To escape all that, he needed to connect to something bigger than who’d he been, bigger than all the shitty things he’d done.
There was a frog in his throat now, but he could feel Naser gently gripping his elbows. “And it feels like…a really good thing that’s made better things happen. The meetings, I mean. And it’s only been a week, but I just wanted you to know that… I want you to know that I’ve wanted this for years—you, here. Like this. For years I’ve wanted this, and the only thing, the only thing that would make me walk out on it even for an hour is this. Something this serious. Because…because what’s wrong with me is very serious, Naser.”
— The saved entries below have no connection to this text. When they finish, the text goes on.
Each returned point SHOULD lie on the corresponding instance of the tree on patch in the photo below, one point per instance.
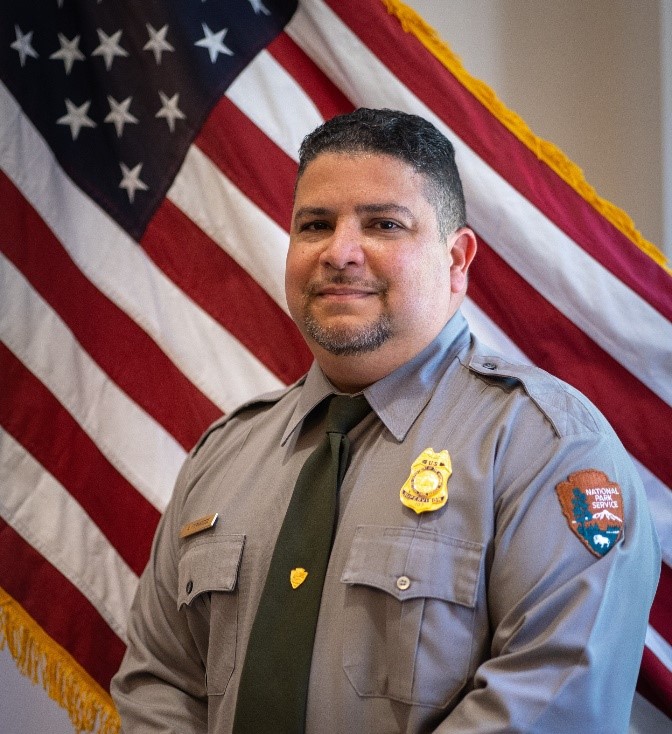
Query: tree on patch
(580, 509)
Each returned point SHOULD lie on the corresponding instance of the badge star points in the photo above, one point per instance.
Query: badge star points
(76, 117)
(109, 47)
(170, 110)
(214, 42)
(24, 45)
(68, 53)
(157, 42)
(131, 180)
(119, 114)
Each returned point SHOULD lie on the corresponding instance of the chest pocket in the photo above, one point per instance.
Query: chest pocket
(207, 594)
(409, 614)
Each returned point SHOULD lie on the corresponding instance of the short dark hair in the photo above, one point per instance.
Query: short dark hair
(409, 138)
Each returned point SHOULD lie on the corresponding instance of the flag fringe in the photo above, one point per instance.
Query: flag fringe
(545, 151)
(44, 661)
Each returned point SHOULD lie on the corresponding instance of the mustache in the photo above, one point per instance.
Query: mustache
(315, 286)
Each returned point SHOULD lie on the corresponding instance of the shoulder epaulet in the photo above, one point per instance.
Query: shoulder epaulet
(565, 407)
(265, 399)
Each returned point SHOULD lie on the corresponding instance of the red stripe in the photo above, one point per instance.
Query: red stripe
(251, 160)
(661, 611)
(641, 419)
(418, 69)
(655, 682)
(326, 96)
(58, 443)
(54, 603)
(222, 288)
(123, 350)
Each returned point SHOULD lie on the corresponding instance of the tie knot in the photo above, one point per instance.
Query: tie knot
(345, 412)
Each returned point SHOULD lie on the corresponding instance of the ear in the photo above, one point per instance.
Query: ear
(462, 250)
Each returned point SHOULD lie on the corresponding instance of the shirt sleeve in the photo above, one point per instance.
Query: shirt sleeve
(160, 686)
(568, 627)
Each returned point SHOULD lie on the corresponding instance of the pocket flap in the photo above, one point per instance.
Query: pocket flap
(411, 563)
(209, 565)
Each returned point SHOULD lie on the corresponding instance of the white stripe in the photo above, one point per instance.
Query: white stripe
(660, 503)
(133, 442)
(659, 646)
(47, 517)
(647, 719)
(231, 220)
(273, 100)
(615, 317)
(210, 357)
(488, 331)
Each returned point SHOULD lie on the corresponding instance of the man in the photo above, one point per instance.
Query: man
(493, 560)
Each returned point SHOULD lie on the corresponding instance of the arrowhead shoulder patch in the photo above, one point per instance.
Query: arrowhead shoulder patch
(593, 507)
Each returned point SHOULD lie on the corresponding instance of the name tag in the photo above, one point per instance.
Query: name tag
(198, 526)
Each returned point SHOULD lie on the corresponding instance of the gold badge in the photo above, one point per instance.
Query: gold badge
(297, 576)
(426, 488)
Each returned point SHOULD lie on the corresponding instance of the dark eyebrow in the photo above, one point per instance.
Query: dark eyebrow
(386, 208)
(312, 211)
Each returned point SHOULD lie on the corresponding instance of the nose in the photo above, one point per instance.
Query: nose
(343, 248)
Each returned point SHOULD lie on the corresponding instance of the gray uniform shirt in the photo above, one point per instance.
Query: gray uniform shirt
(488, 614)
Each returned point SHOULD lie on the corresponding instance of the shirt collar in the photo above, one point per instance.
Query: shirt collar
(399, 397)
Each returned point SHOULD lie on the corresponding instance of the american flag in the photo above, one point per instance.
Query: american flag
(147, 151)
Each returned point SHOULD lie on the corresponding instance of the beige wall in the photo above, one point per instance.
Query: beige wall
(589, 76)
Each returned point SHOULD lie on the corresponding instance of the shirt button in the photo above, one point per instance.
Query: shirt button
(403, 582)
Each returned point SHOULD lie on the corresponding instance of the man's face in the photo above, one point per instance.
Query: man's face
(367, 270)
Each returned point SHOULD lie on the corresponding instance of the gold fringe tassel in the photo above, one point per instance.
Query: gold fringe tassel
(44, 661)
(547, 152)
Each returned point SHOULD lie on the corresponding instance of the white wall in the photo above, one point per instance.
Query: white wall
(591, 76)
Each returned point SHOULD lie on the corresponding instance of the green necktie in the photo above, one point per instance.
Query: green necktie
(274, 682)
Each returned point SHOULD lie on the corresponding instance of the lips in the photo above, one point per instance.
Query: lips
(345, 288)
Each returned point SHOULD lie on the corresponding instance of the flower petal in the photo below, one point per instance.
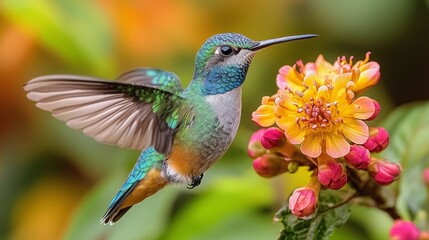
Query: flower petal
(336, 145)
(369, 74)
(312, 145)
(293, 132)
(365, 107)
(355, 130)
(289, 77)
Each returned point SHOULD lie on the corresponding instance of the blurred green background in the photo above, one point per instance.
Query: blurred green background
(55, 183)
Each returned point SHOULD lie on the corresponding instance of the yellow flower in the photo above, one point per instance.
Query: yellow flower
(264, 116)
(316, 105)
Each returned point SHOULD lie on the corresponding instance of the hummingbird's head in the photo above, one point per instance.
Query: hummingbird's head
(223, 60)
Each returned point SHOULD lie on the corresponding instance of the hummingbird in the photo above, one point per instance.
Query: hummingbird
(180, 132)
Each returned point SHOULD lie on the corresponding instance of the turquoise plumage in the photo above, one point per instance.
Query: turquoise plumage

Their foreheads were touching. Naser sounded quietly astonished by Mason’s display. And maybe his words, too. Maybe he wasn’t used to grown men breaking down into tears in front of him. As for Mason, he felt more naked now then he had during sex.
“I’d take you with me, but it’s a closed meeting and so it’s only alcoholics and I… Please don’t leave. It would mean the world to me if you stayed.”
Begging. Mason had never begged for anything in his life.
He’d never had to. But his life was changing.